Ces vases en grès chamois ont été exécutés dans l’atelier de grès artistiques de la rue Blomet à Paris, comme l’indique la présence de la marque d’atelier « H & Cie ». Ouvert par la manufacture Haviland et Cie en 1882 et dirigé par Ernest Chaplet, cet atelier marqua une étape importante dans la redécouverte du grès, l’un des matériaux céramiques les plus appréciés des artistes et des architectes à la fin du XIXe siècle.
Signé « E. D. s. » pour Édouard Dammouse, le décor des vases est à la fois moulé, gravé et rehaussé d’engobes colorés et d’or. Il figure d’une part une poule avec ses poussins et de l’autre un coq, empruntés au recueil de gravures sur bois Kachô sansui zushiki (« dessins de fleurs, oiseaux et paysages ») du japonais Katsushika Isai (1821-1880), élève d’Hokusai. Publié en 1865, ce recueil avait déjà inspiré Félix Bracquemond en 1866 pour certains motifs du service Rousseau.
Plusieurs épreuves en grès brun conservées dans des collections particulières témoignent d’une certaine diffusion de ce modèle japonisant d’Édouard Dammouse, tandis qu’une épreuve en porcelaine du musée national Adrien Dubouché à Limoges rappelle qu’il fit partie, en 1884, des quelques modèles édités en porcelaine par la manufacture Haviland à partir de moules envoyés de Paris. Cette production, trop coûteuse, fut abandonnée dès l’année suivante, de même que celle de l’atelier de la rue Blomet, qui fut cédé à Chaplet en 1885.

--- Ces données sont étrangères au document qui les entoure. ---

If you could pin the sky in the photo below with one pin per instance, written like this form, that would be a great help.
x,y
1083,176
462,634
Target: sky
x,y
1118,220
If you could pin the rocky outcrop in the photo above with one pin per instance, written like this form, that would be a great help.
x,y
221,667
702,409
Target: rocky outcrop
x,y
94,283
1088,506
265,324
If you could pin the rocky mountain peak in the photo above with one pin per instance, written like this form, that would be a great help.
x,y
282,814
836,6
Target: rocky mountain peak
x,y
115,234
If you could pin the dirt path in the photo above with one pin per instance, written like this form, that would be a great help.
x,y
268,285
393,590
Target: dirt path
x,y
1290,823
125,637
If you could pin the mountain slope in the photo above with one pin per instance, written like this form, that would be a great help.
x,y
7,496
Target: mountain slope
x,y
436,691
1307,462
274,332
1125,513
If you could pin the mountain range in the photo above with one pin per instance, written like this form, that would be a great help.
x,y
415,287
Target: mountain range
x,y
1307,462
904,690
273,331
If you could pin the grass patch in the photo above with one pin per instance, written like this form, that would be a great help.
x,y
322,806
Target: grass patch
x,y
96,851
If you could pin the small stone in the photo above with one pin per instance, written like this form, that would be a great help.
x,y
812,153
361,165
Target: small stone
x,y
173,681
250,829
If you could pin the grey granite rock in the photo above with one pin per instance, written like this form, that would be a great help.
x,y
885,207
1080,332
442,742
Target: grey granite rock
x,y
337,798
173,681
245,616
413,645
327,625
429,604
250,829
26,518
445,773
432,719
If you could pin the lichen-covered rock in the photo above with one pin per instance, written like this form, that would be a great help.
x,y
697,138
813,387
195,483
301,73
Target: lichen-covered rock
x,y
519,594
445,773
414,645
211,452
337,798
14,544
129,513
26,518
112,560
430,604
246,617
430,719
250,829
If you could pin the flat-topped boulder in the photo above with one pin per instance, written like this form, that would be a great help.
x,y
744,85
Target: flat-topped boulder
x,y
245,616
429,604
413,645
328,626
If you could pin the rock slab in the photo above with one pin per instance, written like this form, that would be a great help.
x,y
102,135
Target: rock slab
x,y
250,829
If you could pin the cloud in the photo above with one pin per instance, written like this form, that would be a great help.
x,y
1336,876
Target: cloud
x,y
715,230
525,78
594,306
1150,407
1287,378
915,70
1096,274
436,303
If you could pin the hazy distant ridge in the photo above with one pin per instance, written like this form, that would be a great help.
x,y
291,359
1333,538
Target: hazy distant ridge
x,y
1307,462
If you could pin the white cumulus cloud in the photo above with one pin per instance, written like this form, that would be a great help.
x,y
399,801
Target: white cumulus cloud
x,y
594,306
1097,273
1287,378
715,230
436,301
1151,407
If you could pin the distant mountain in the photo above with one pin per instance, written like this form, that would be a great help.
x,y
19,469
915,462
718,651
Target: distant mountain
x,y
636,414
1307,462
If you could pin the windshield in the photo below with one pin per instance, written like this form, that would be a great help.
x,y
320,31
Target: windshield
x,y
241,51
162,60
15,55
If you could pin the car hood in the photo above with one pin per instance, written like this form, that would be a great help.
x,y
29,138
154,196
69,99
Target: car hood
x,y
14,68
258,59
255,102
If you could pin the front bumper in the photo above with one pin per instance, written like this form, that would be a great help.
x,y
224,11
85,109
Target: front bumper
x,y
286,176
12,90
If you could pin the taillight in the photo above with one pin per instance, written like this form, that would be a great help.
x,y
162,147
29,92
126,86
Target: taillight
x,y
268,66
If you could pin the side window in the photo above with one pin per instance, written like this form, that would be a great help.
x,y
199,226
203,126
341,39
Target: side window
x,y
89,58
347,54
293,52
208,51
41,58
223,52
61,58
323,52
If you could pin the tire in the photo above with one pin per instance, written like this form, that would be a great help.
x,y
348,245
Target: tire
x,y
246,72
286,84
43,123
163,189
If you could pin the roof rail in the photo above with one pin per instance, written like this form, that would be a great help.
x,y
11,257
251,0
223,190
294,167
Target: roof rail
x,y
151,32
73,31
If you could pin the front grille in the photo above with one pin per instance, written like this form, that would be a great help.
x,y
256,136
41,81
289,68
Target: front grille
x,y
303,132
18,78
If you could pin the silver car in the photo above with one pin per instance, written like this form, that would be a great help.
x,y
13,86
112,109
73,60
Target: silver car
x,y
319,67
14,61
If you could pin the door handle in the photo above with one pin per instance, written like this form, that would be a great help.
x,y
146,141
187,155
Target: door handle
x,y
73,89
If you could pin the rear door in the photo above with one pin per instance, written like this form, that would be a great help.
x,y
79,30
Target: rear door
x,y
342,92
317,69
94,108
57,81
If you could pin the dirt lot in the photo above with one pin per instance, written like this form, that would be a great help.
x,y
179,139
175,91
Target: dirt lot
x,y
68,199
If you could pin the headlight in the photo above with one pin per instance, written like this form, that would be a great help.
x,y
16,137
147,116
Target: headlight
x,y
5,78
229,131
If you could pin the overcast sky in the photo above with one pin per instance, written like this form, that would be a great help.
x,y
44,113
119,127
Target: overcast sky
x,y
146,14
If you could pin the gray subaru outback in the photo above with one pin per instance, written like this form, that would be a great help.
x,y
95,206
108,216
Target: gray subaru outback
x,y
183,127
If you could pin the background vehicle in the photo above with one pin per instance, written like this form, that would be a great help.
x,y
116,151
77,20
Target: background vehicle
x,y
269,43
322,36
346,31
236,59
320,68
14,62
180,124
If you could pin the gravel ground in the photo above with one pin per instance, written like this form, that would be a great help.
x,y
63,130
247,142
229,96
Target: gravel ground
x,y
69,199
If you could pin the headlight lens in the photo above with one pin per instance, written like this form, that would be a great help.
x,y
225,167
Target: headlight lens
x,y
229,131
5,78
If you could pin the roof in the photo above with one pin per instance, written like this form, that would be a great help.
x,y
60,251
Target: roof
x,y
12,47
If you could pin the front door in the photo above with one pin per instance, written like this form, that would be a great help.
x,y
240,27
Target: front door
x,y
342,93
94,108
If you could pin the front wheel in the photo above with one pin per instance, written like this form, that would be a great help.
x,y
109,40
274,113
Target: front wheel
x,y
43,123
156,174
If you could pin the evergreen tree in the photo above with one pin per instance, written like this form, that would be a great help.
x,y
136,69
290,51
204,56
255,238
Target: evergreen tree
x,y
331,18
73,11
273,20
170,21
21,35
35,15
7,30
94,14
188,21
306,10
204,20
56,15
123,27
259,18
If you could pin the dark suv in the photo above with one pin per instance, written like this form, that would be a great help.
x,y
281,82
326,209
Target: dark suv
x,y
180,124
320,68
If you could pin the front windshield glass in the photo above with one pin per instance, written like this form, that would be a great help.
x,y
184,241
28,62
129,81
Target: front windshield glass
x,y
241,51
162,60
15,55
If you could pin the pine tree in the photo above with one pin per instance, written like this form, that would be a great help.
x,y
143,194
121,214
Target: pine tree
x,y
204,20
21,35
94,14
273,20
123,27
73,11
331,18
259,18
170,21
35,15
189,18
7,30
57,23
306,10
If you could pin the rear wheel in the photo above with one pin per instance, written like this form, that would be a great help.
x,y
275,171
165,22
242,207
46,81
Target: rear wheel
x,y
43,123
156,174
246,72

Cette paire de vases offerte par Madame Chantal Kiener vient donc compléter les collections du musée d’Orsay, dont le fonds consacré aux grès de la manufacture Haviland, assez peu développé, s’est enrichi en 2018 d’un grand cache-pot à décor d’acrobates issu d’une collaboration avec Ringel d’Illzach. Édouard Dammouse était quant à lui absent des collections du musée d’Orsay ; seul son frère Albert, dont les céramiques et les pâtes de verre sont mieux connues, y étant représenté.